Nicholas J. Bouras, a great benefactor of the Church, Archon of the Ecumenical Patriarchate and a member of the “greatest generation” that fought World War II, died Dec. 22, surrounded by his loving family and friends at his residence in Summit, N.J.. He was 93.
Mr. Bouras’ philanthropic efforts on behalf of the Church over the past several decades are numerous.
His endeavors have included many contributions; donations of the steel for the construction of several churches of the Archdiocese, including Holy Trinity in Westfield, his home parish; St. Anna in Flemington, N.J., named for his late wife; Kimisis tis Theotokou in Southampton, N.Y., and was the first to offer assistance for the rebuilding of St. Nicholas Church at Ground Zero.
Mr. Bouras was born in Pontiac, Mich., and was raised in Chicago. Prior to WWII, he was employed at U.S. Steel Corporation. He enlisted in the United States Army Air Corps in 1942 and, by the end of 1945, he attained the rank of major and had flown 44 combat missions in the European theater as lead navigator and bombardier on 36 B-26 bomber aircraft.
In 1946, he was awarded the Distinguished Flying Cross and the Air Medal with seven oak leaf clusters. His assignments included the 9th Air Force headquarters, 386th Bomb Group and the Headquarters 9th Air Division, 552nd Bomb Squadron. After his honorable discharge from the military, Mr. Bouras returned to his position with U.S. Steel, where he remained for 20 years. In 1955, he graduated from the Northwestern University School of Commerce.
In 1960, he and his late wife, Anna K. Bouras, embarked on an entrepreneurial career that led to the creation of one of America’s leading manufacturers of fabricated steel components for the commercial real estate industry. Bouras Industries Inc., consisted of five operating companies with manufacturing operations in four states – New Jersey, Pennsylvania, South Carolina and Illinois, with yearly sales exceeding $200 million.
For nearly 40 years, his privately owned company supplied steel to contractors who helped transform New York’s skyline. In 1970, this impact on the skyline began with the construction of World Trade Center Tower 4 and was followed by the construction of buildings for Hearst, Bloomberg, Bear Sterns, and Goldman Sachs, and as the Time Warner Center. His company also supplied steel for the construction of professional sports stadiums and arenas, which included the Yankees, Giants, Patriots, Ravens, Redskins, Celtics, 76ers, Wizards, and the Devils. In 2007, Bouras Industries ceased operations with the sale of four companies and more than 700 employees. Mr. Bouras’ business achievements enabled him to positively impact the lives of thousands of people in need, including those in pursuit of higher education, as well as numerous non-profit institutions throughout the world. He exhibited extraordinary commitment to his local parish, Holy Trinity Church, which he helped found and served on the parish council for more than 40 years.

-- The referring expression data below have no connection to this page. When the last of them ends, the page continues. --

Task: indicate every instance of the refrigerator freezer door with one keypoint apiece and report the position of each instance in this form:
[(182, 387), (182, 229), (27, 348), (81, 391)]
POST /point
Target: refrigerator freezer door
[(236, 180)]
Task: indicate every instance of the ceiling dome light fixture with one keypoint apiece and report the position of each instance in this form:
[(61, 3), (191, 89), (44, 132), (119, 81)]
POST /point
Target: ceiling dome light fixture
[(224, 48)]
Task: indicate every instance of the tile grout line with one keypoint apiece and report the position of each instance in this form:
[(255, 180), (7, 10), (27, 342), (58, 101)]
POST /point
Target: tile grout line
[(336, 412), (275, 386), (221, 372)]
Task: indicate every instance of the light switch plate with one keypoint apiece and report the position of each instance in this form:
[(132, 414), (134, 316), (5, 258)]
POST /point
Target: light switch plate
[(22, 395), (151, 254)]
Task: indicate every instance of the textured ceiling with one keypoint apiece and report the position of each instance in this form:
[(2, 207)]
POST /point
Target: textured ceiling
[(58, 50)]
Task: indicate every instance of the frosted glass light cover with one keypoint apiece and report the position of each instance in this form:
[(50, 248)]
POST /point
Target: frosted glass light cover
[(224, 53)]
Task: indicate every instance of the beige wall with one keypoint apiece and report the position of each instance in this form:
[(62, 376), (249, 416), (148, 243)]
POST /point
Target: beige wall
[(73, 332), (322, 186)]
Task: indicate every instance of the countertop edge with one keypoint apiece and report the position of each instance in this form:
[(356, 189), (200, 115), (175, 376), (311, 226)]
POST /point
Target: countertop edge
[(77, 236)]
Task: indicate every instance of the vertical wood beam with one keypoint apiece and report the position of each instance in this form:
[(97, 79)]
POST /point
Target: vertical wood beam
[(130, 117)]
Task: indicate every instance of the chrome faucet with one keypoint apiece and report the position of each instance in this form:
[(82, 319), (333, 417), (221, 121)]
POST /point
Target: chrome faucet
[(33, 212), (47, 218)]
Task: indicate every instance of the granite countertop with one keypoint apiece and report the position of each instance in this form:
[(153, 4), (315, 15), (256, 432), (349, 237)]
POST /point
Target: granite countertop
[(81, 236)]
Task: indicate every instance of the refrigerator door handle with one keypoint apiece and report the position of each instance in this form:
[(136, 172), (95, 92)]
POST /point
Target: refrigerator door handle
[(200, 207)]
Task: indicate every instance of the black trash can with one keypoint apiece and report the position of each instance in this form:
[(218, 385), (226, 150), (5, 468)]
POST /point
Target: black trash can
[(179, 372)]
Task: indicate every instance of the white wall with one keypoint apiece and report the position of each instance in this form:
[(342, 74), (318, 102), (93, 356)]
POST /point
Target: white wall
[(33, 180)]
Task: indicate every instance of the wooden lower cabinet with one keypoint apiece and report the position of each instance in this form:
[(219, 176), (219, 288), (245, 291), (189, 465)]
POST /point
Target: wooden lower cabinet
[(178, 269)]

His support of the Ecumenical Patriarchate, the Greek Orthodox Archdiocese of America, Hellenic College, Orthodox Christian Mission Center, and numerous philanthropic causes typified his enduring generosity for humanitarian projects. A 25- year member of the Archdiocesan Council and National Council of the Order of St. Andrew the Apostle, Archon Vice Commander Bouras was central to expanding initiatives of these important institutions. His philanthropy empowered the Orderof St. Andrew to develop a multifaceted domestic and international strategic plan to secure religious freedom for the Ecumenical Patriarchate. Mr. Bouras was the recipient of numerous awards and honors, including an honorary Doctor of Humanities from Hellenic College, the Ellis Island Medal of Honor, the Alpha Omega Council Lifetime Achievement Award, the Hellenic Heritage Achievement Award from the American Hellenic Institute, the Entrepreneur of the Year Award from Ernst and Young, the Humanitarian Philanthropic Award from the Cyprus Federation of America, the Athenagoras Human Rights Award from the Order of St. Andrew the Apostle, and the Republican Senatorial Medal of Freedom, the highest honor the Republican members of the U.S. Senate can bestow.

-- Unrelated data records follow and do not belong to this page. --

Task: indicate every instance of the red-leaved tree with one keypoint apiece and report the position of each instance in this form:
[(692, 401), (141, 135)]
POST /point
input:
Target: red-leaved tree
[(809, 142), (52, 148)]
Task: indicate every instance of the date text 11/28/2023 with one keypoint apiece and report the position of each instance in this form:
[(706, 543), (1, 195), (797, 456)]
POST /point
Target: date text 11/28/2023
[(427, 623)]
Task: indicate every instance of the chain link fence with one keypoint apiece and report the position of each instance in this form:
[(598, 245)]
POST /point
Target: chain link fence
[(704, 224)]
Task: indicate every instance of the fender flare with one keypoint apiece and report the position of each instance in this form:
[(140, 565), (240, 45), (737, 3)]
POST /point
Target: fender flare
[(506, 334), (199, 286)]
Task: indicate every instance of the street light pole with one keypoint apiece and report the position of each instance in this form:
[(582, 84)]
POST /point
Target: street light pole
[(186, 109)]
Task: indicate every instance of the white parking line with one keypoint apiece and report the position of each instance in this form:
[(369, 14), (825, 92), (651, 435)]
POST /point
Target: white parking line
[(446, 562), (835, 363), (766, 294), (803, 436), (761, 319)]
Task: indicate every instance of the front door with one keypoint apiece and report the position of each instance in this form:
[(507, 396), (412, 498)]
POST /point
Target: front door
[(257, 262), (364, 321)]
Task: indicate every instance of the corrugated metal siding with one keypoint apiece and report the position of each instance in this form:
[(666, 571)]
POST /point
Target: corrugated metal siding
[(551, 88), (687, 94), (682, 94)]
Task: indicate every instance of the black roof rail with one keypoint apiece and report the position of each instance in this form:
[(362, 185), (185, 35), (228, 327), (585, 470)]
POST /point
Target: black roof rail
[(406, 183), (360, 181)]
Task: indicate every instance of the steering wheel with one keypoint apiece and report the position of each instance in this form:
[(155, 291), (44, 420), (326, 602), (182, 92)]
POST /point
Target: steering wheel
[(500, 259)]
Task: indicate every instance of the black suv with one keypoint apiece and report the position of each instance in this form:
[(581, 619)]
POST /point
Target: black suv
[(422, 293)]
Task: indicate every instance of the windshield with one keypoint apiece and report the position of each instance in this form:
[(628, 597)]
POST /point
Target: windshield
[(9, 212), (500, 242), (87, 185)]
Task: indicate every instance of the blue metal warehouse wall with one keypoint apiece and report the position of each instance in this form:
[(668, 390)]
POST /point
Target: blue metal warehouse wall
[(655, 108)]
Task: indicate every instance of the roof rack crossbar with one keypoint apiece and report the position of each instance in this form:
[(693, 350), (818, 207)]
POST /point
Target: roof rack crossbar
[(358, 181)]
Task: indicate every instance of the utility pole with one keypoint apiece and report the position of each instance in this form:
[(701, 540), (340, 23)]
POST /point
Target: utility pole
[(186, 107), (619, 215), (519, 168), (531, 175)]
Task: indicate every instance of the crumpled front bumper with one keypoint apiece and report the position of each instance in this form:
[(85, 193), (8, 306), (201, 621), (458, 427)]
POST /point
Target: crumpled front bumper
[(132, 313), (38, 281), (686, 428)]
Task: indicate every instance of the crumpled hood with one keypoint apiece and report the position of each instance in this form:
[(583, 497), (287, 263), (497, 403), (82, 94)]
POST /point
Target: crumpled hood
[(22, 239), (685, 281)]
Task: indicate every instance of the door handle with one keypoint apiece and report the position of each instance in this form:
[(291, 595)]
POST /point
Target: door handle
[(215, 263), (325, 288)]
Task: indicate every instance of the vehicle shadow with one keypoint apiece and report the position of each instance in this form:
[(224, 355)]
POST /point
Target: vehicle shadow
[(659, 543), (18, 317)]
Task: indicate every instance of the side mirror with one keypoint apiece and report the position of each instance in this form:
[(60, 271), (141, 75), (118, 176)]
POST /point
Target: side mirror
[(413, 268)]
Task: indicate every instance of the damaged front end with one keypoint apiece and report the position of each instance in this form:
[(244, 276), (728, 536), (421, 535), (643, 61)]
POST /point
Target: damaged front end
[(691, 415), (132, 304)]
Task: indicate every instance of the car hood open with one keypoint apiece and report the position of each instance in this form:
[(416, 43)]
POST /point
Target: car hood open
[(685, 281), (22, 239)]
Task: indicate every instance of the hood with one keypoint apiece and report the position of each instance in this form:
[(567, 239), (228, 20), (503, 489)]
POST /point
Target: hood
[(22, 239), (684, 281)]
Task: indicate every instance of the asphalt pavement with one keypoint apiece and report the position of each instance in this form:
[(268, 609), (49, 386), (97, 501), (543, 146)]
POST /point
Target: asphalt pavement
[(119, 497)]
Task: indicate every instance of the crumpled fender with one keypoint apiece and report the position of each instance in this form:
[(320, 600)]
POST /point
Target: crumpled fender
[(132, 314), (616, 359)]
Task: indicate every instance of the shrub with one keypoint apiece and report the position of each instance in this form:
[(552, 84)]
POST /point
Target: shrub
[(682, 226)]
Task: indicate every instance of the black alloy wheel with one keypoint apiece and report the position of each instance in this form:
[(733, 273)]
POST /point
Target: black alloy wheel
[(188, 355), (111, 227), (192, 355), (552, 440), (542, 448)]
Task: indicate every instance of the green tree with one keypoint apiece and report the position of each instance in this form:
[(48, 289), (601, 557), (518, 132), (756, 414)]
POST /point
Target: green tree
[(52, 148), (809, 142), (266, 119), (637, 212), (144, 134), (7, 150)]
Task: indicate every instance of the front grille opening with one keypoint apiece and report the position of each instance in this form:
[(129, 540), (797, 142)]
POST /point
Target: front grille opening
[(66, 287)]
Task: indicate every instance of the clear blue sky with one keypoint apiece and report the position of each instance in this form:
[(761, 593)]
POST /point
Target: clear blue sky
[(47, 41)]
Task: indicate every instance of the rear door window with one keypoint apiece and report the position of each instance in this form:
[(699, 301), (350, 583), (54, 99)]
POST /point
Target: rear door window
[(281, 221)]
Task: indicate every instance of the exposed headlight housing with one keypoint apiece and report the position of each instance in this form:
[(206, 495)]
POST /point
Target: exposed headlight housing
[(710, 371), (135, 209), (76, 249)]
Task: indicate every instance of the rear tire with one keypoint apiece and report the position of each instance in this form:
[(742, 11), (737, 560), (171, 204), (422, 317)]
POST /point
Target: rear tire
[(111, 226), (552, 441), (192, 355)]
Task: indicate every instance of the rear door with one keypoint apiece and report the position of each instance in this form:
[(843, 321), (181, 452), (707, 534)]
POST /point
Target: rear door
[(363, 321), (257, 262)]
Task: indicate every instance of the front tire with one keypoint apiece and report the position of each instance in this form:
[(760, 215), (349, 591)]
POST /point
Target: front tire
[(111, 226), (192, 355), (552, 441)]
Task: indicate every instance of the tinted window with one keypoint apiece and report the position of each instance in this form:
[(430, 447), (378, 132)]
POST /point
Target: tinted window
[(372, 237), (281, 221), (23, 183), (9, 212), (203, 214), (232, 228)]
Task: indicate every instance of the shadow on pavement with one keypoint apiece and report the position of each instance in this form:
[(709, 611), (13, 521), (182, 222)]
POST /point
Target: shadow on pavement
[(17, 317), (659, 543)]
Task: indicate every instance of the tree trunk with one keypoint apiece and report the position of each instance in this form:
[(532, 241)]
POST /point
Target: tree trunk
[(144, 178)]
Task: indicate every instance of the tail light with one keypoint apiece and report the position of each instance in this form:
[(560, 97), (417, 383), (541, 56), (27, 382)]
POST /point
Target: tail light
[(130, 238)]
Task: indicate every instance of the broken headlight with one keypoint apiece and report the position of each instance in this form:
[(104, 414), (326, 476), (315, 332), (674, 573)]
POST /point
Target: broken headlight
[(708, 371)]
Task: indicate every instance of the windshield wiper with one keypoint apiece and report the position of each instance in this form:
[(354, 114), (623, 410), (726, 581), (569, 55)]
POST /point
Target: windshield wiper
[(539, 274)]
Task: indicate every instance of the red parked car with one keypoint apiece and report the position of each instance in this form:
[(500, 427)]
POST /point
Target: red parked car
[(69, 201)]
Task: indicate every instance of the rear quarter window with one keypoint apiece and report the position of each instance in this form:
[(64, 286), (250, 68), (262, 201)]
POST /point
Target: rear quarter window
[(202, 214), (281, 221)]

Mr. Bouras is survived by his sister-in-law Tina Kariotis and brother-in-law John Mathrusse; nieces Susan Tseng (Greg), Pamela Kariotis (James), Elizabeth Smejda (Karolus), and Georgeane Valos (John); nephews James Mathrusse (Jiemin) and Robert Kariotis; grandnieces Katie and Emma; and grandnephews Matt, Brian, Andrew, and Rocco.
Funeral services were held Dec. 27 at Holy Trinity Church with Archbishop Demetrios officiating, assisted by Metropolitan Evangelos of New Jersey, with several other clergy participating. Burial followed at Fairview Cemetery in Westfield. Memorial donations may be made to St. Anna Greek Orthodox Church in Flemington, N.J. and/or Holy Trinity Greek Orthodox Church in Westfield, NJ.